Verify or correct a score. This page publishes the full method, data sources, and scoring formula. Any reader can verify a score by following the audit trail back to the underlying public posts and market-data checks. If you're a forecaster who believes a score about you is incorrect, the correction process is published here; submitted corrections are reviewed against the same audit trail, and confirmed errors are revised. Dispute a score →
CallRank.AI is a measurement and analytics platform. Nothing on this site constitutes financial advice, investment advice, trading advice, or any other kind of professional advice. CallRank.AI does not recommend any forecaster, asset, or trading strategy.

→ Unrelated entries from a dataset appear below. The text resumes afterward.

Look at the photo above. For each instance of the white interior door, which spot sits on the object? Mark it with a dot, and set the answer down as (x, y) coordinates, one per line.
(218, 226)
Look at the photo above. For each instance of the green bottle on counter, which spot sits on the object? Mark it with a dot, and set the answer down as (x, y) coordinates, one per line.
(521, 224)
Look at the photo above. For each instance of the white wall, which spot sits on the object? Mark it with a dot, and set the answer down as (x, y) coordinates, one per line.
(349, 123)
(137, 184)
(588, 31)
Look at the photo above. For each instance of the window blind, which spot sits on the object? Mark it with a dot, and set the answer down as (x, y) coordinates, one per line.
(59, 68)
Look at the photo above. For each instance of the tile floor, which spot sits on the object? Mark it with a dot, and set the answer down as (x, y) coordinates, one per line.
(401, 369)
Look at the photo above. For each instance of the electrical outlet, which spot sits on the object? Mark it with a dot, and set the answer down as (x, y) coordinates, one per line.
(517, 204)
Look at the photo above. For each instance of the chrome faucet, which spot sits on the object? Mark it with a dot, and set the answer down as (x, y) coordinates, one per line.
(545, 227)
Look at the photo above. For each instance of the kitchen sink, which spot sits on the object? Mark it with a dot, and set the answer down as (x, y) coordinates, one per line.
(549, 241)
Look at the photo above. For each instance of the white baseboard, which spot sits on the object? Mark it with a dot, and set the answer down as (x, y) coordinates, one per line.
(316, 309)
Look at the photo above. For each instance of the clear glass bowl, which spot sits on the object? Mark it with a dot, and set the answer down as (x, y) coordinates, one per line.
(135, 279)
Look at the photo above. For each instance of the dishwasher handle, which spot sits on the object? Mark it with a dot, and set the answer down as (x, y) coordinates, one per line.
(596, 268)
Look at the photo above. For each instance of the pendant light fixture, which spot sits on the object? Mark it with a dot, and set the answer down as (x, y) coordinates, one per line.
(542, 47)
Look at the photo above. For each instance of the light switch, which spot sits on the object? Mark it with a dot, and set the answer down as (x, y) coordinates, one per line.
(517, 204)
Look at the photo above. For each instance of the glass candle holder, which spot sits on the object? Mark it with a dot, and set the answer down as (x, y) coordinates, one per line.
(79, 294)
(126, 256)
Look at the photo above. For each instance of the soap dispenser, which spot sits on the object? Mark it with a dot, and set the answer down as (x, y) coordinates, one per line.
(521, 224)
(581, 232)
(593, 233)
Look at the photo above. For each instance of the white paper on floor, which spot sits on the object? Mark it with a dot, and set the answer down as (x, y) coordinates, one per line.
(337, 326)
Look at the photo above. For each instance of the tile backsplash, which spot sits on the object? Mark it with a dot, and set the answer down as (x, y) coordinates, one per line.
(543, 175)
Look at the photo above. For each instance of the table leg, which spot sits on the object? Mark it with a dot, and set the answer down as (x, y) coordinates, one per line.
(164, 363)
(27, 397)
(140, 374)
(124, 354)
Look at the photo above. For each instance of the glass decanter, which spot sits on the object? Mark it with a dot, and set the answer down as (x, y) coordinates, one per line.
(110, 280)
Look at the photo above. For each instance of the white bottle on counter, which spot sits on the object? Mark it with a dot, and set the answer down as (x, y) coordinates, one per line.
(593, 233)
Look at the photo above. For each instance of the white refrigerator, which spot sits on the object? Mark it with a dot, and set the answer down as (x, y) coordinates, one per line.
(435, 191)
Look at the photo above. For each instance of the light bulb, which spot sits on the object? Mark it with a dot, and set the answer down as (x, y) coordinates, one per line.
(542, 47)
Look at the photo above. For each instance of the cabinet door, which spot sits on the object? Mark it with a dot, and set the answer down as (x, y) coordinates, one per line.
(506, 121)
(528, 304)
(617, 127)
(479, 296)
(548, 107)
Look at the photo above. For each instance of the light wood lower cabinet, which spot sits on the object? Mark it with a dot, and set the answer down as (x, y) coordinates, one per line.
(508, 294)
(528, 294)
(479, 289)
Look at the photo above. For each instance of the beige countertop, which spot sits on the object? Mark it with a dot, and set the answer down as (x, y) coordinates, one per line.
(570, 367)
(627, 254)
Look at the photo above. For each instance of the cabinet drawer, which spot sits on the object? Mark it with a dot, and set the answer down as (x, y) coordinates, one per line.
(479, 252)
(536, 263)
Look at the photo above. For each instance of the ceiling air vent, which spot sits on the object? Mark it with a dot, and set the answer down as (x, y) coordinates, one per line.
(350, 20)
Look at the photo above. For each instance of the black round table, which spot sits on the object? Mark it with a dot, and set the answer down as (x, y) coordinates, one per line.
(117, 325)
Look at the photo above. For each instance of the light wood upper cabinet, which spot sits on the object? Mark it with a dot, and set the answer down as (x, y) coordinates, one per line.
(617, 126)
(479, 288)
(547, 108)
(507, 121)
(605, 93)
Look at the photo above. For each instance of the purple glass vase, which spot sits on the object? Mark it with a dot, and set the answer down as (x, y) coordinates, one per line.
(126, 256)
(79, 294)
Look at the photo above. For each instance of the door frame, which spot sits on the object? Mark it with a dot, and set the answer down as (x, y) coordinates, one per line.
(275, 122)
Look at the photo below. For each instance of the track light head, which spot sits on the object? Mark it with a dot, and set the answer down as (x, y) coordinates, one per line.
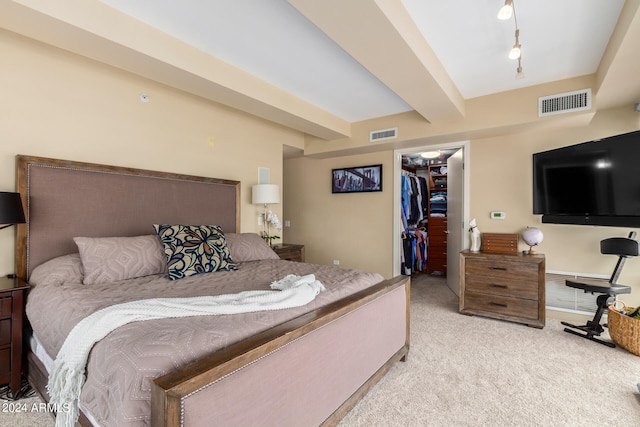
(516, 52)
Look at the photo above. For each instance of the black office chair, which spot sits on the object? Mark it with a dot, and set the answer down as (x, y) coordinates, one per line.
(624, 247)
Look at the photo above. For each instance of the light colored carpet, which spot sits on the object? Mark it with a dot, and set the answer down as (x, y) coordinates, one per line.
(473, 371)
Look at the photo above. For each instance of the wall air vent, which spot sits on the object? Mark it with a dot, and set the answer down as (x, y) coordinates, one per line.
(382, 134)
(561, 103)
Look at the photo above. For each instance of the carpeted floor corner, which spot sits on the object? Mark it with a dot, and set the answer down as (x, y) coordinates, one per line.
(474, 371)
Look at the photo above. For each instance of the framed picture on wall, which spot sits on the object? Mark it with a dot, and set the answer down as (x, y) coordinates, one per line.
(357, 180)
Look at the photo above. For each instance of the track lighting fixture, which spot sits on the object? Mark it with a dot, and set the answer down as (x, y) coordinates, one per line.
(516, 51)
(506, 11)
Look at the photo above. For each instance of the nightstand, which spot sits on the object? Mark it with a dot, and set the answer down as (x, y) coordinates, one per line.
(11, 314)
(289, 252)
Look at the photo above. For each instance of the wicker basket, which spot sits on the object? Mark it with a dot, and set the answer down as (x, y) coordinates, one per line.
(624, 330)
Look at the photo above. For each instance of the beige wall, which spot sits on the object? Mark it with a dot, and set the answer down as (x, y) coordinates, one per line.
(357, 228)
(57, 104)
(354, 228)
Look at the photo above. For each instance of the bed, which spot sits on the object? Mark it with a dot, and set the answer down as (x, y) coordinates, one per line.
(300, 366)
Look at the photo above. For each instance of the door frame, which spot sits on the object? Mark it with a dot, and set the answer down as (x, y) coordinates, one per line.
(397, 191)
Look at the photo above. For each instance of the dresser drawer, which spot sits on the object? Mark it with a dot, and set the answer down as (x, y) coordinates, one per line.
(504, 286)
(496, 285)
(5, 306)
(501, 305)
(505, 269)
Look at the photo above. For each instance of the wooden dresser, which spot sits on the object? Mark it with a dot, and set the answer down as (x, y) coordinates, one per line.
(289, 252)
(508, 287)
(11, 315)
(437, 249)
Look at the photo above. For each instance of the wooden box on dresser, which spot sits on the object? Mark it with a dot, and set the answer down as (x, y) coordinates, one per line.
(11, 315)
(503, 286)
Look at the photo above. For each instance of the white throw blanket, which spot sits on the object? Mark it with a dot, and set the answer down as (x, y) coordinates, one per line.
(67, 376)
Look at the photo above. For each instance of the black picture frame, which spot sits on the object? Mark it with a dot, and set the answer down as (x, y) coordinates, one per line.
(360, 179)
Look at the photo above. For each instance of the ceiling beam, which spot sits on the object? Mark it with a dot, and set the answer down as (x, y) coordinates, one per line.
(621, 62)
(382, 37)
(97, 31)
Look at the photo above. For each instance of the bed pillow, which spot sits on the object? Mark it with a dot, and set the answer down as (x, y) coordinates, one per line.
(248, 247)
(194, 249)
(57, 271)
(111, 259)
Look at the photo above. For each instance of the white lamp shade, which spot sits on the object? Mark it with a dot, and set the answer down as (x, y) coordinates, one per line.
(265, 194)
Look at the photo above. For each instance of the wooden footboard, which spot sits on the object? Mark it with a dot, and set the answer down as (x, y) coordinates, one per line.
(274, 373)
(357, 339)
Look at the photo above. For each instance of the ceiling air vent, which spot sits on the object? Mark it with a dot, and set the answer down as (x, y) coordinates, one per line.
(382, 134)
(568, 102)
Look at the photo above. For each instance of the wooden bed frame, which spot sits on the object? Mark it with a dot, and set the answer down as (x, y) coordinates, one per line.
(378, 315)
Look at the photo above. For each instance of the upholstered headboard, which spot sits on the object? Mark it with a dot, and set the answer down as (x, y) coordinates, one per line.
(65, 199)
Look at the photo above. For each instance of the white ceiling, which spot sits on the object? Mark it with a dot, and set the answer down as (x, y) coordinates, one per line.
(272, 40)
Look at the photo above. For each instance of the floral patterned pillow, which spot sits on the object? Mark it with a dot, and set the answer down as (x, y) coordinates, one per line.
(194, 249)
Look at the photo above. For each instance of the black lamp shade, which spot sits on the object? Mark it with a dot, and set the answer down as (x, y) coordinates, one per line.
(11, 209)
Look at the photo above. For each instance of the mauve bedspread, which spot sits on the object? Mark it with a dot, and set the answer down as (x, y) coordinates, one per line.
(121, 366)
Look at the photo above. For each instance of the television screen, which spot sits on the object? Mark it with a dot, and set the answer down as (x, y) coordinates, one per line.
(595, 182)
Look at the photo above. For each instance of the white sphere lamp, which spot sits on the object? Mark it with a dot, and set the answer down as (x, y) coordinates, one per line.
(532, 236)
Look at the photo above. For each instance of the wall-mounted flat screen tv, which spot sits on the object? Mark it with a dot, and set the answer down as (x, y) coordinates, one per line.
(592, 183)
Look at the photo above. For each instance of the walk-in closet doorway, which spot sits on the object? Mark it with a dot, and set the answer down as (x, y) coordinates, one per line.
(453, 219)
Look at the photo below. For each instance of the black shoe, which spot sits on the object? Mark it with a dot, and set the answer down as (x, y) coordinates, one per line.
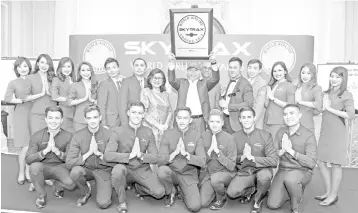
(257, 207)
(59, 194)
(170, 199)
(247, 199)
(40, 203)
(84, 198)
(122, 208)
(219, 204)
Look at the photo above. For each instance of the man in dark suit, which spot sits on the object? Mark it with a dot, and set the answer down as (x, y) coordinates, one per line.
(238, 95)
(108, 94)
(193, 91)
(131, 88)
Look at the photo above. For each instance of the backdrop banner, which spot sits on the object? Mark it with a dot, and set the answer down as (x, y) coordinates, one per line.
(294, 50)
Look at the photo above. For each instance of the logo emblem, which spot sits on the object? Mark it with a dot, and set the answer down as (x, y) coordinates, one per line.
(278, 50)
(96, 52)
(191, 29)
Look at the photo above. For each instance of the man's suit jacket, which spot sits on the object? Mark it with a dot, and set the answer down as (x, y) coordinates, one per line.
(241, 97)
(130, 91)
(214, 97)
(109, 102)
(204, 86)
(259, 91)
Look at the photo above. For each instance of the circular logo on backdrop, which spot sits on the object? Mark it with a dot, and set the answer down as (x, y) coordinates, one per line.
(191, 29)
(278, 50)
(96, 52)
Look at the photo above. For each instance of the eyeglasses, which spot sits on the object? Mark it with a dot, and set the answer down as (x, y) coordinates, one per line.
(157, 78)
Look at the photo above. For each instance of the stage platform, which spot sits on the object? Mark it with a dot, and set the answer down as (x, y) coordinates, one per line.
(17, 198)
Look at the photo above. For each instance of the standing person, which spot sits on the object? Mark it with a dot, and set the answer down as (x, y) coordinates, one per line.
(280, 92)
(308, 95)
(109, 94)
(221, 159)
(60, 89)
(82, 94)
(238, 94)
(85, 159)
(40, 82)
(47, 154)
(131, 87)
(133, 148)
(18, 92)
(193, 91)
(214, 93)
(181, 152)
(297, 150)
(254, 68)
(338, 105)
(257, 155)
(159, 112)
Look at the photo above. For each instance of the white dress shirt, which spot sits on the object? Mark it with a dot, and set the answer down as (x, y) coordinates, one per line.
(193, 100)
(227, 97)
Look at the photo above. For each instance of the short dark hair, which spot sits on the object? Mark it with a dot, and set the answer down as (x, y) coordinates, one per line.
(139, 59)
(151, 75)
(135, 103)
(91, 108)
(292, 105)
(236, 59)
(255, 61)
(110, 60)
(216, 112)
(183, 108)
(247, 109)
(53, 109)
(18, 62)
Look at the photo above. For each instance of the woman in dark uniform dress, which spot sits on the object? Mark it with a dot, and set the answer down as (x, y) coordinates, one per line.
(82, 94)
(18, 92)
(280, 92)
(309, 95)
(60, 89)
(338, 105)
(41, 82)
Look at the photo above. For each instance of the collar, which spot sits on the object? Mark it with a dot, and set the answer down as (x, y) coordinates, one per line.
(297, 132)
(193, 82)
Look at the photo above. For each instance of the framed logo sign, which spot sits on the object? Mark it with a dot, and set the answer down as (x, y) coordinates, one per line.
(191, 33)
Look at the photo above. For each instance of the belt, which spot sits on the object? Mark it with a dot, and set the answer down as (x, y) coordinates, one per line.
(196, 116)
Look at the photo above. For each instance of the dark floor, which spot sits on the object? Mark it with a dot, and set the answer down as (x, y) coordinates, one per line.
(16, 197)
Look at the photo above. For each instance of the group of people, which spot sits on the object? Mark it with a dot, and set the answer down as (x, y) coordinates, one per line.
(218, 143)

Past results do not guarantee future results. All data is provided "as is" without warranty of any kind, express or implied. Rankings, scores, and analytics reflect historical observations from public posts and should not be relied upon as the sole basis for any investment or trading decision.
CallRank.AI is not a substitute for independent research or qualified financial advice. By using CallRank.AI, you acknowledge that you are solely responsible for your own trading and investment decisions, and that CallRank.AI bears no liability for any losses incurred.
We measure forecast accuracy, not trading profit. From a public post we can't see entries, exits, position sizes, leverage, or stop-losses — so we never estimate ROI or P&L. A forecaster can be highly accurate and still lose money with poor risk management, and the reverse is just as true. CallRank scores the call, not the trade. We also don't reward the wording itself — confident phrasing and hedged phrasing are scored on what price actually did, nothing more.